Documents are relevant if these ideas are in part contained in the document. During the search formulation, every idea is described by a term class conceptor as a class of words that represent the same idea Bing , et seq. A ranking occurs according to the number of ideas which are contained in the document. As a second criterion for ranking, the number of the words of the term classes which are contained in the document is used. The basis of conceptor based retrieval consists in a good knowledge of the concept structure.
Homonyms are words that match in spelling but have different meanings Burkart , et seq. Polysems are expressions with initially the same importance, however by transfer, analogy, historical or regional development have developed different meanings or are employed as general terms in different contexts. For this problem the Boolean search in inverted files offers no solution since words with the same spelling are taken as homonyms.
In jurisprudence, polysems are very frequent but represented with other characteristics. Many legal terms are employed in a different context than in natural language. The exact importance of a legal term can only be understood in its context.

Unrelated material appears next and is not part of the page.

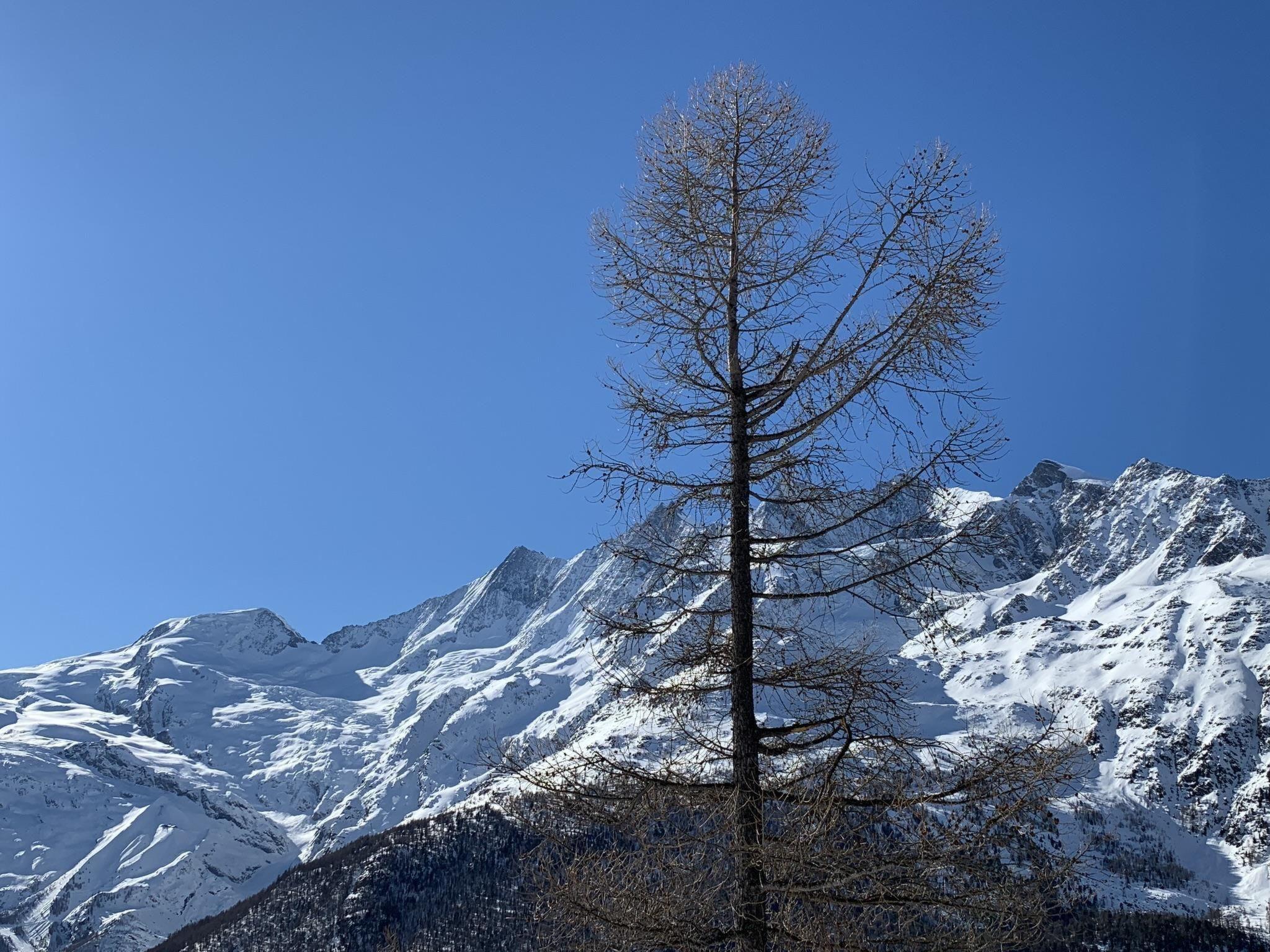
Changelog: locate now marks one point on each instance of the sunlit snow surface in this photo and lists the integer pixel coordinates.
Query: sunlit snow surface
(149, 786)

This phenomenon is considerably more frequent than the similar homonymy and substantially affects the quality of results in legal database queries. Homonymy and polysemy depress precision because such words have more than one meaning. Sense resolution will be an important component in future retrieval systems. The disambiguation techniques are mainly based on the idea that a set of words occurring together in context determine appropriate connotations.
This approach can be used to compute various senses of descriptors see below the KONTERM project or determine appropriate senses for word sets despite each individual word being multiply ambiguous.

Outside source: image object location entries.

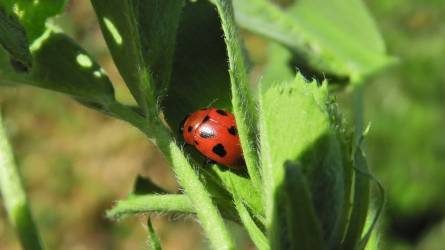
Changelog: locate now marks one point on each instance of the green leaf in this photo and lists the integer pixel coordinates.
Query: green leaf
(200, 74)
(277, 67)
(337, 36)
(141, 36)
(205, 207)
(200, 78)
(13, 39)
(295, 125)
(61, 65)
(298, 221)
(14, 197)
(242, 186)
(151, 203)
(34, 14)
(154, 242)
(242, 101)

So far, the experiments with word sense disambiguation techniques have been disappointing. Voorhees uses the word senses in the lexicon WorldNet for disambiguation. The improvement of the retrieval is modest. The sense disambiguation is very difficult in short query statements. Missing correct matches because of incorrect sense resolution have a deleterious effect on retrieval performance. Sanderson uses pseudo-words for disambiguation. The results on retrieval performance are similar to those of Voorhees.

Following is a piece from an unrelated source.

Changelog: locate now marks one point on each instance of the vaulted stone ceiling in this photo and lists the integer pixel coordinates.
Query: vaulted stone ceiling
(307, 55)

An implementation can only be recommended if the disambiguator is able to resolve word senses to a high degree of accuracy. The NetSerf application of Chakravarthy, Haase is a programme for searching in information archives on the Internet with semantic knowledge representations and with a disambiguator using the lexicon WorldNet.
Semantic knowledge representations of archives lead to a remarkable increase of performance. The disambiguated version performs slightly worse than the undisambiguated version. The situation is different if the technique of word sense disambiguation is used for automatic indexing.
A Symbolic And Connectionist Approach To Legal Information Retrieval Rose Daniel E (ePUB/PDF)
The aim of the project KONTERM workstation is to provide a hybrid application of methods of legal knowledge representation assisting lawyers in their task of managing large quantities of legal information contained in natural language documents. A major part of the project consisted of developing the word sense disambiguation. Other important elements were document description and the automatic generation of hypertext links.
The emphasis was on the analysis of language Schweighofer, Winiwarter b , Schweighofer and document description Schweighofer, Winiwarter a. Description of the document space with cluster analysis and Kohonen net. In practice we used the results obtained from statistical cluster analysis although the results achieved with the self-organising maps were slightly better.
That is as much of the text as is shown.